Przestępstwa, których nie było. TOP-10 najdziwniejszych wezwań policji w Jastrzębiu-Zdroju
Nie chciała pożyczyć...pęsęty do brwi, więc wymyśliła, że bije matkę!
To zdecydowana zwyciężczyni na najgłupsze wezwanie policji. Kobieta prosiła o interwencję policji, gdyż jak zaznaczyła, jej siostra, która leczy się psychiatrycznie jest pijana i bije matkę. Kiedy mundurowi przyjechali na miejsce, okazało się, że jastrzębianka wezwała ich, ponieważ siostra.... nie chciała pożyczyć jej pęsety do brwi. Gdy kłótnia nie pomogła, postanowiła "rozwiązać sprawę" z pomocą policji.
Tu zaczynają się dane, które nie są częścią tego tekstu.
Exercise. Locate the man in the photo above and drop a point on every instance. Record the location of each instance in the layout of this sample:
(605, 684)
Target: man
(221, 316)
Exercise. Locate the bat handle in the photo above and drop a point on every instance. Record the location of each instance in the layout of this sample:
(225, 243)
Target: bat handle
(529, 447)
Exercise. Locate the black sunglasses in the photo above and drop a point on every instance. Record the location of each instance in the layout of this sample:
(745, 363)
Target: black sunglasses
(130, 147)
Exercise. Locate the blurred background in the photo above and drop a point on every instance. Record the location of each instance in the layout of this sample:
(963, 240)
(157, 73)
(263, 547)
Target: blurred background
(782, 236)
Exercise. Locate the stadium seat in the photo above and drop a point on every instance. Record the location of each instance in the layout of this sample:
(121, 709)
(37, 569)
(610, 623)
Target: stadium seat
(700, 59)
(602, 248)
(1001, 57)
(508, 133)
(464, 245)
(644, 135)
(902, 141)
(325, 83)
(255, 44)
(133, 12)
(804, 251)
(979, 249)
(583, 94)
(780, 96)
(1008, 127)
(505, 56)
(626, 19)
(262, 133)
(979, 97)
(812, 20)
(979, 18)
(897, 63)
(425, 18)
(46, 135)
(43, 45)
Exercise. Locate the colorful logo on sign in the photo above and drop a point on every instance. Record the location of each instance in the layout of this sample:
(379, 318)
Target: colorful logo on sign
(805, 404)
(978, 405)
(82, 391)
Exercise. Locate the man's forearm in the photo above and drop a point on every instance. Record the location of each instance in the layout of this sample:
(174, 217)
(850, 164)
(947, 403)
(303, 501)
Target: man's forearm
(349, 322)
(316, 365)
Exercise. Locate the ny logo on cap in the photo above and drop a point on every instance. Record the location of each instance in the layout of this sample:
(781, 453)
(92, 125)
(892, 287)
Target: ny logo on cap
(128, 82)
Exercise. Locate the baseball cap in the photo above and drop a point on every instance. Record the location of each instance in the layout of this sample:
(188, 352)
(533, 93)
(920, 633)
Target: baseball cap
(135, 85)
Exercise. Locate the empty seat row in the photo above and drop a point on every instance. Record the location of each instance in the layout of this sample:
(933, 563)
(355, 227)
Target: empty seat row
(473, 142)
Kobieta za bezpodstawne wezwanie interwencji została ukarana mandatem w wysokości 500 zł. Niepotrzebne zaangażowanie policji, pogotowia czy innych służb jest wykroczeniem. Oprócz konsekwencji prawnych i finansowych pamiętajmy o tym, że blokując telefon alarmowy, uniemożliwiamy połączenie osobie, która naprawdę potrzebuje pomocy. Możesz zapłacić nawet 1500 zł grzywny!